Deutlich wurde in allen Beiträgen: Homosexualität ist keine Krankheit, daher bedürfe es auch keiner Behandlung. Das kann tatsächlich für Betroffene eine Entlastung sein. Allerdings bedeutet es eine Verunsicherung für die Menschen, die ernstlich unter ihrer sexuellen Orientierung leiden. Für sie ist es ein schlechter Tag. Sie fragen sich: Dürfen uns künftig noch an einen Berater mit unsrem Anliegen wenden, ohne ihn oder uns selber in die Nähe der Straffälligkeit zu rücken? Oder dürfen solche, die eine Krise in ihrer sexuellen Orientierung bewältigt haben, davon noch öffentlich oder privat erzählen, ohne dass es als Werbung ausgelegt wird? Ein inzwischen vorliegendes strafrechtliches Gutachten stellt dies in Frage, was bedeuten würde, dass die freie Meinungsäußerung deutlich eingeschränkt wäre. Da das Gesetz zwischen den Betroffenengruppen nicht differenziert, entstehen neue Diskriminierungen.

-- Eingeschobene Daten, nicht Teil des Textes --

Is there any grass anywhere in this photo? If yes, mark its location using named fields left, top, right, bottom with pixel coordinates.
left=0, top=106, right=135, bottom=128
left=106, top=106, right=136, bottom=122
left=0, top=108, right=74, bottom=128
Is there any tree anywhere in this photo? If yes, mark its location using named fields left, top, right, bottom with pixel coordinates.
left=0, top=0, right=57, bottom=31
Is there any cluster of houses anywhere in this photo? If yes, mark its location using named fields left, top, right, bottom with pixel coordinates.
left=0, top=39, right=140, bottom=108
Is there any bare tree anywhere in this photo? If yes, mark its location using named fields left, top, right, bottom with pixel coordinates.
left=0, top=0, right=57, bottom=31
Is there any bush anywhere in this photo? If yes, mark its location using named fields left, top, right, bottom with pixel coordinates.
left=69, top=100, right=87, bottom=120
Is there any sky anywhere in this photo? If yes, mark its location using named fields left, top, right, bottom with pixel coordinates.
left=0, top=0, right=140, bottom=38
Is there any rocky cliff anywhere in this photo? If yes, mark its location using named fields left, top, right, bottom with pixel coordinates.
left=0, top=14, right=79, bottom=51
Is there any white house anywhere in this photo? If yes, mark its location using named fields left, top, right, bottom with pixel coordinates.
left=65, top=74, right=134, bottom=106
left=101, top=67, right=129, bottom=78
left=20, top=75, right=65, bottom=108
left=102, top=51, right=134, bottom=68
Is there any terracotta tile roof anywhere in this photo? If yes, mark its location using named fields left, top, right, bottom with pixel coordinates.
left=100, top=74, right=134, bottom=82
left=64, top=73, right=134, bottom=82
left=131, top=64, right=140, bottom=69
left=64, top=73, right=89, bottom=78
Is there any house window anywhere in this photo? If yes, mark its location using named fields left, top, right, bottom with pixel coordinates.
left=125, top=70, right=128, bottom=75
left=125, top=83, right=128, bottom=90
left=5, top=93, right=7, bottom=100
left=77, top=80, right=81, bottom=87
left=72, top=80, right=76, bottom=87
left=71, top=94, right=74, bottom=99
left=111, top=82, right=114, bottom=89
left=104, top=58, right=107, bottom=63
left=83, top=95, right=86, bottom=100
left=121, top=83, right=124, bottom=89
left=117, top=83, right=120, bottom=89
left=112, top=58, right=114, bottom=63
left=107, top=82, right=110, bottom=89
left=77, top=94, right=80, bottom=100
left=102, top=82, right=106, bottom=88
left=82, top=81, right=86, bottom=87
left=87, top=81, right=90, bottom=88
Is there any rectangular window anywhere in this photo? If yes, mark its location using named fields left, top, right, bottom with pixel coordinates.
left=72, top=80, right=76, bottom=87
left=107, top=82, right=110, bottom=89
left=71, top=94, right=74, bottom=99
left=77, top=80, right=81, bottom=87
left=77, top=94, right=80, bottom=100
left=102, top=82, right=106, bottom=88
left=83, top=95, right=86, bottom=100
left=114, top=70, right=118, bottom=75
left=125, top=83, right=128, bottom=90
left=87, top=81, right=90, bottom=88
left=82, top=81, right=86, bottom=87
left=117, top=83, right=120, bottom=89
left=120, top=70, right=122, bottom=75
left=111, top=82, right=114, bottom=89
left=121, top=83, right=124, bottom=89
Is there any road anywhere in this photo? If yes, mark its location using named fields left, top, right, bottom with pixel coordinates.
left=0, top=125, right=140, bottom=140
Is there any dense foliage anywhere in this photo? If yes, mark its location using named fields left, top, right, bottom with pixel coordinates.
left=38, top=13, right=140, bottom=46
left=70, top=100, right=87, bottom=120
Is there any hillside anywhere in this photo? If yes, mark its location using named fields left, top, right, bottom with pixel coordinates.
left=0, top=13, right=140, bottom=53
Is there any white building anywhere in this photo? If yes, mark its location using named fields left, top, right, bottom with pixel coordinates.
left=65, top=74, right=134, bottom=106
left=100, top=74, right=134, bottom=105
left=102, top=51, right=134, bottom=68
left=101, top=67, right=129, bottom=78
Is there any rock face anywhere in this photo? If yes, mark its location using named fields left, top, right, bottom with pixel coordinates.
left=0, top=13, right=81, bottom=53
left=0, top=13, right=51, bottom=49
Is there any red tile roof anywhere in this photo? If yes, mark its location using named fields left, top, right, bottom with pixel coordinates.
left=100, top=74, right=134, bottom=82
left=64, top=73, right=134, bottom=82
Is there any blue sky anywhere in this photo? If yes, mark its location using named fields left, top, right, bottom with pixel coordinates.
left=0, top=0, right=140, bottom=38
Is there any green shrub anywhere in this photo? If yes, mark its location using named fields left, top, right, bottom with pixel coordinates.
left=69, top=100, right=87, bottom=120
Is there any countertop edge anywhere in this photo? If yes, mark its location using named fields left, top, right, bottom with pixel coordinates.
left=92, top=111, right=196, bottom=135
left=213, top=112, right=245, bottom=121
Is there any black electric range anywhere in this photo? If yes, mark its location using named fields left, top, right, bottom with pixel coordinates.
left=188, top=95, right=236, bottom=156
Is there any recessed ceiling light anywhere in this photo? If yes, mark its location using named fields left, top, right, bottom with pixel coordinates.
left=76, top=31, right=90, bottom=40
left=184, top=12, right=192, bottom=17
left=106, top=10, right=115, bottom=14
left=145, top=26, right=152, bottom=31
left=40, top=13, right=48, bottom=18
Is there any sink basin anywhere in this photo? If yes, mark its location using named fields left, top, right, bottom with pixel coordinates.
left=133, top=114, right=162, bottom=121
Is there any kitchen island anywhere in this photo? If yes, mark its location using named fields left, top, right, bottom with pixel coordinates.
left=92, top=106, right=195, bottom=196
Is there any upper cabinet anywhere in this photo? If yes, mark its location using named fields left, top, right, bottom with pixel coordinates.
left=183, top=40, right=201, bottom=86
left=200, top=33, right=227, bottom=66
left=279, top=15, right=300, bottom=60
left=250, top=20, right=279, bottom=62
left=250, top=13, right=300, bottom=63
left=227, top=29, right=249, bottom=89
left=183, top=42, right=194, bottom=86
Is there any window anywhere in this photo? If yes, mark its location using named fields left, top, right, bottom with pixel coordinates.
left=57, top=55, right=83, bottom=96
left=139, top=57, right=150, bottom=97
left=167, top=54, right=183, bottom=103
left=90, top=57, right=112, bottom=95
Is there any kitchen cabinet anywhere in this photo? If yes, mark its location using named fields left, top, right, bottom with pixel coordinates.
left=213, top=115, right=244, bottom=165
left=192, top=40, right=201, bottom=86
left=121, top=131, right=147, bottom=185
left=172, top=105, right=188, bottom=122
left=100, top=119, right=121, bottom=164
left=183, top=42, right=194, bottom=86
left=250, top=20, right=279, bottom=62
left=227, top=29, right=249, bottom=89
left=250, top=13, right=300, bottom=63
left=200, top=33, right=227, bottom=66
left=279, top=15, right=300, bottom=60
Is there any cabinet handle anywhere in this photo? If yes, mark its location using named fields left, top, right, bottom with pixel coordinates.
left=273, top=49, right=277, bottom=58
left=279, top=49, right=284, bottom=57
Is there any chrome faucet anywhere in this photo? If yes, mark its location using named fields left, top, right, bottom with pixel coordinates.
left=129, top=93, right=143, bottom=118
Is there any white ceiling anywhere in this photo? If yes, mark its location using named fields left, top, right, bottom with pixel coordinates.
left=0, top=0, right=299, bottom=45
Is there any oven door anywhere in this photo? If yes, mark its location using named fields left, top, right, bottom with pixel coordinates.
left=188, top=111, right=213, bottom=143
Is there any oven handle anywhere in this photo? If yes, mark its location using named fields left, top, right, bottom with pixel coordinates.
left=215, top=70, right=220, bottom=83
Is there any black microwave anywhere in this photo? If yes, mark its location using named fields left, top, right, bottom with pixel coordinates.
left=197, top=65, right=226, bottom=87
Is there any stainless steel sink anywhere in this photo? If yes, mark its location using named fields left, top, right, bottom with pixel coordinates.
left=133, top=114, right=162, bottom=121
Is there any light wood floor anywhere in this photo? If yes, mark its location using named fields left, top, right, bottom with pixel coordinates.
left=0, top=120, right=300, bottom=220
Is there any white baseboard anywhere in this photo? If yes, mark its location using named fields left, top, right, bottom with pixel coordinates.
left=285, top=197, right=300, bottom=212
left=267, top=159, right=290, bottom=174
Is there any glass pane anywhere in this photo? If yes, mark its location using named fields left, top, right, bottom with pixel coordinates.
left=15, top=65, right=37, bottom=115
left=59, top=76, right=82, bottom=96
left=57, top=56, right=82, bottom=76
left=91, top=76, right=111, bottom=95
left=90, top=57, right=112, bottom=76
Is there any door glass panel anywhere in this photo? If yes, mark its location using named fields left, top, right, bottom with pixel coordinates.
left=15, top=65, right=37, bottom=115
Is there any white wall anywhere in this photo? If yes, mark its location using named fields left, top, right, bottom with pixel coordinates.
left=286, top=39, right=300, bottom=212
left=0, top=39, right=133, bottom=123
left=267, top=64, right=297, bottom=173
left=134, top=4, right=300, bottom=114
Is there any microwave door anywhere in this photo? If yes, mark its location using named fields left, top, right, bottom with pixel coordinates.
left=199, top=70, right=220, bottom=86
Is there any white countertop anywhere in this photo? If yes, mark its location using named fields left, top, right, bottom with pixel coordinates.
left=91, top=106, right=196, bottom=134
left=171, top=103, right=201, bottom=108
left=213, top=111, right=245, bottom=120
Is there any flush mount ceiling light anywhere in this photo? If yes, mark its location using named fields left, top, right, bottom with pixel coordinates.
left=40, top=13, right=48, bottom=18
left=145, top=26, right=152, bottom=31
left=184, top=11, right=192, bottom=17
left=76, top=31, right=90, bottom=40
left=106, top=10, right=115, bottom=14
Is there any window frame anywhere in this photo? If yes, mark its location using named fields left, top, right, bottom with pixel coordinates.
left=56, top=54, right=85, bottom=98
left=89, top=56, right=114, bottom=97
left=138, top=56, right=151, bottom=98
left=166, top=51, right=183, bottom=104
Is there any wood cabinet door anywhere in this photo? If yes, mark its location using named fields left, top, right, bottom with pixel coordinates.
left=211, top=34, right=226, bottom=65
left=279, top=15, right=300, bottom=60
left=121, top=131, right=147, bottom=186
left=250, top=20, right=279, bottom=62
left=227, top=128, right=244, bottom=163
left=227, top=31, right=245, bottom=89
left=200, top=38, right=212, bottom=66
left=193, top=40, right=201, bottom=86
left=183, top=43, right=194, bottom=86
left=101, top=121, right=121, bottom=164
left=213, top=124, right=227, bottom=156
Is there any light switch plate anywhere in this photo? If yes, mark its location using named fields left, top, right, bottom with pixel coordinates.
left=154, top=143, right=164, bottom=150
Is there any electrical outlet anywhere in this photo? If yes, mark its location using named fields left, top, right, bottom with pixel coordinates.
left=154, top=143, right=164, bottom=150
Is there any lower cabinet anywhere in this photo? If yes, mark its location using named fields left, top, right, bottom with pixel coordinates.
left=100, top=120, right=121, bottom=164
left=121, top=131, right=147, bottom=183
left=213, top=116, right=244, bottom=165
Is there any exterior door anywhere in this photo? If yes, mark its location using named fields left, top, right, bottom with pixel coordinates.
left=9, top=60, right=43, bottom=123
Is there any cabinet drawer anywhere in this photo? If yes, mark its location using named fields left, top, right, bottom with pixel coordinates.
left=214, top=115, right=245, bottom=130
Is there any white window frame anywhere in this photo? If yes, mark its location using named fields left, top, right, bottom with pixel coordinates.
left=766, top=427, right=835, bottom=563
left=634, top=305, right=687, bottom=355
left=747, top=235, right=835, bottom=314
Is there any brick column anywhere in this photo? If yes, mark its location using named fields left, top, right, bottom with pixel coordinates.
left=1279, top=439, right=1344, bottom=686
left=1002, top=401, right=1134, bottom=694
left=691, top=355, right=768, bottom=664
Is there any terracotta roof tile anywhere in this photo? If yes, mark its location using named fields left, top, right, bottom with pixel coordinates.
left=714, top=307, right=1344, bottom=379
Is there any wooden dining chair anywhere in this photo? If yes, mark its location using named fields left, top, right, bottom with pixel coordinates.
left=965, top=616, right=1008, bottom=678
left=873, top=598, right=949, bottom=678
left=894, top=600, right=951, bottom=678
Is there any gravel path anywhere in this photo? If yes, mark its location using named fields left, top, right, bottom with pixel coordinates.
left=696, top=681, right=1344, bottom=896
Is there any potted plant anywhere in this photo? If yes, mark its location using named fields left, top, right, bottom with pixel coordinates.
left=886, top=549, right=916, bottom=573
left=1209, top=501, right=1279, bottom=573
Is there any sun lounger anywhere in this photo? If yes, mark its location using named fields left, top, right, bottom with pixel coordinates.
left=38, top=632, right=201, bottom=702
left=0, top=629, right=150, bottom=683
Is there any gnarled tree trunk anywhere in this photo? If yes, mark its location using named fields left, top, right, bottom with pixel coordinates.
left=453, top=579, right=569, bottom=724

Offen bleibt nach der abschließenden Debatte auch die Frage, warum das Gesetz auf transsexuelle Menschen erweitert wurde, die doch eine ganz andere, viel komplexere psychische Konstitution aufweisen. Auch für diese Jugendlichen ist es kein guter Tag.

Abgelehnt wurden die weitergehenden Vorschläge der Grünen, das Alter für Verbote auf 26 Jahre zu erhöhen sowie Ausnahmeregeln für Eltern und Erziehungsberechtigte zu streichen. Das ist eine gute Nachricht, weil es das Erziehungsrecht stärkt und mündige Erwachsenen weiterhin die Möglichkeit haben, Beratung in Fragen ihrer sexuellen Identität in Anspruch zu nehmen. Allerdings kündigten die Redner der Grünen, der Linken, der FDP und auch der SPD an, das Gesetz zukünftig weiter verschärfen zu wollen. Das politische Ringen in dieser Frage wird also weitergehen.

Die Evangelische Allianz in Deutschland ist ein Netzwerk verschiedener evangelisch gesinnter Organisationen und Gemeinden. Gegründet wurde sie 1846 in London als interkonfessionelle Einigungsbewegung. Die erste Bad Blankenburger Allianzkonferenz fand 1886 statt. In Deutschland gib es rund 1.000 örtliche Allianzen. Vorsitzender der EAD ist Pastor Ekkehart Vetter, der hauptamtlich Präses des freikirchlichen Mülheimer Verbandes ist. Als Generalsekretär amtiert Dr. Reinhardt Schink. Politischer Beauftragter am Sitz des Deutschen Bundestages und der Bundesregierung ist Uwe Heimowksi.